2021年度からスタートした「新専門医制度の臨床研究医コース」であるが、定員割れ・募集人数の減少が続いており、来年度(2025年度)からの専攻医については「地域枠出身医師の応募も可能とする」「研究の場を大学・ナショナルセンター以外(都道府県立がんセンターなど)にも広げる」といった形で門戸を広げる—。
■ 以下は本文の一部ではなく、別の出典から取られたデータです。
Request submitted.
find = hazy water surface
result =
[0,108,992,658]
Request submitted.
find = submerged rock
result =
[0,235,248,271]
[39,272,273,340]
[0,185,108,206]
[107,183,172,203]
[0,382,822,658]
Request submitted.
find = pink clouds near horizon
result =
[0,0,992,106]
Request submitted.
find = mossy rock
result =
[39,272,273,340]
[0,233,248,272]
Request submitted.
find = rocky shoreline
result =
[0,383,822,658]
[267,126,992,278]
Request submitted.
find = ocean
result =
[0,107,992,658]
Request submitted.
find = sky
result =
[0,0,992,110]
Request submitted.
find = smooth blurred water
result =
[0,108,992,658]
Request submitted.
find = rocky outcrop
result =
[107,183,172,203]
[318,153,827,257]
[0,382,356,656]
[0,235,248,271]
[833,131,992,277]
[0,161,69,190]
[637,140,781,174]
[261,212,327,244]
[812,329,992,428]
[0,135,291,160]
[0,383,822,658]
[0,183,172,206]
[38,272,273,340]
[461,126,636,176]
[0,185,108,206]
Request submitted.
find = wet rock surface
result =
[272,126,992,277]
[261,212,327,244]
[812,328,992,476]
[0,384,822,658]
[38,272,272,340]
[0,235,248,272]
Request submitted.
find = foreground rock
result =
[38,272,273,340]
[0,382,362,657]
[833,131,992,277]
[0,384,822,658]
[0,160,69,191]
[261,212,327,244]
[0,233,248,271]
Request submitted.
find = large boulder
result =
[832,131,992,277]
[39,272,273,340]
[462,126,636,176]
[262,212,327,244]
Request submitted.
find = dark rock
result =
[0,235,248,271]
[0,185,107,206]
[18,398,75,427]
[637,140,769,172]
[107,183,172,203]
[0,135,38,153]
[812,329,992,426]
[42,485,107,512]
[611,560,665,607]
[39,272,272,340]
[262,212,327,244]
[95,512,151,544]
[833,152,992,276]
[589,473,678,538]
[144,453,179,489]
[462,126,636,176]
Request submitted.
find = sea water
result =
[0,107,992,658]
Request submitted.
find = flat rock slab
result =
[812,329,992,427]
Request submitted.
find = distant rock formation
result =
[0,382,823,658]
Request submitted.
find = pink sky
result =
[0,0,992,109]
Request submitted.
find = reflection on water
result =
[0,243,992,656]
また、臨床研究医コースにおける優れた論文を表彰する奨励賞(仮称)を2025年度より設け、臨床研究医コース参加のインセンティブの一環とする—。

日本専門医機構の渡辺毅理事長(地域医療振興協会東京北医療センター顧問、福島県立医科大学名誉教授)は、5月20日の記者会見でこういった方針を明らかにしました。日本専門医機構には、より明確かつ分かりやすい広報が求められています。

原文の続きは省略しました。